Actuamos por los derechos humanos
en todo el mundo

Buscar

La toma y ejecución de rehenes debe cesar inmediatamente

Londres.- Amnistía Internacional condena enérgicamente la decapitación de dos rehenes estadounidenses y pide la libertad inmediata e incondicional de todos los rehenes.

 

"El secuestro y la muerte de civiles son delitos internacionales reconocidos que suponen la violación de los derechos más básicos de la persona, y para los cuales no puede haber justificación”, ha dicho la organización.

 

Los estadounidenses Eugene Armstrong y Jack Hensley fueron secuestrados el 16 de septiembre y ejecutados en los dos últimos días. Según los informes, la autoría del hecho corresponde al grupo Monoteísmo y Guerra Santa (Tawhid wal Yihad), que ha amenazado con matar en las próximas 24 horas al ciudadano británico Kenneth Bigley, secuestrado con los dos estadounidenses y que continúa retenido, a menos que los estadounidenses pongan en libertad a todas las mujeres presas en Irak.

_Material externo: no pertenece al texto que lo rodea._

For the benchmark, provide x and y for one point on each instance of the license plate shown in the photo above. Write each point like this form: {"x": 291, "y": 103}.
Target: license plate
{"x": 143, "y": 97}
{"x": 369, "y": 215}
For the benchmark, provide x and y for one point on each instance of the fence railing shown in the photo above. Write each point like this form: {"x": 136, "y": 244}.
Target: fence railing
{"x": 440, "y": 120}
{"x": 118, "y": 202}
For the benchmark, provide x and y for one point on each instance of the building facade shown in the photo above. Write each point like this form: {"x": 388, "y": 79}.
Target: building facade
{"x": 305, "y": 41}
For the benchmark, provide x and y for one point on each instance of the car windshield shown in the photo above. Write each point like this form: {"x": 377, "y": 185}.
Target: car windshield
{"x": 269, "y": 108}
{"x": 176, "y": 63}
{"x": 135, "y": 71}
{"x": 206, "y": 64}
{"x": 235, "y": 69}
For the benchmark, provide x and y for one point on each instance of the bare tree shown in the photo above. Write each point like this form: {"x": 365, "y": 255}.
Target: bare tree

Al menos otros 16 rehenes, incluidas dos cooperantes italianas, siguen en manos de distintos grupos armados en el país.

 

En los últimos seis meses, decenas de extranjeros de diferentes nacionalidades, la mayoría de ellos civiles, han sido tomados como rehenes por diversos grupos armados que actúan en Irak para presionar sobre sus gobiernos o sus empresas. Entre los secuestrados hay cooperantes, periodistas, conductores y contratistas privados.

 

"Amnistía Internacional condena el uso de civiles como moneda de cambio en Irak, e insta a los grupos armados a que respeten las normas mínimas del derecho internacional humanitario, la justicia y la humanidad en sus acciones.”

 

La organización también insta a las tropas multinacionales y al gobierno provisional a que mantengan la seguridad y el estado de Derecho, que también respeten las normas internacionales humanitarias y de derechos humanos y que pongan a los autores de estos hechos en manos de la justicia.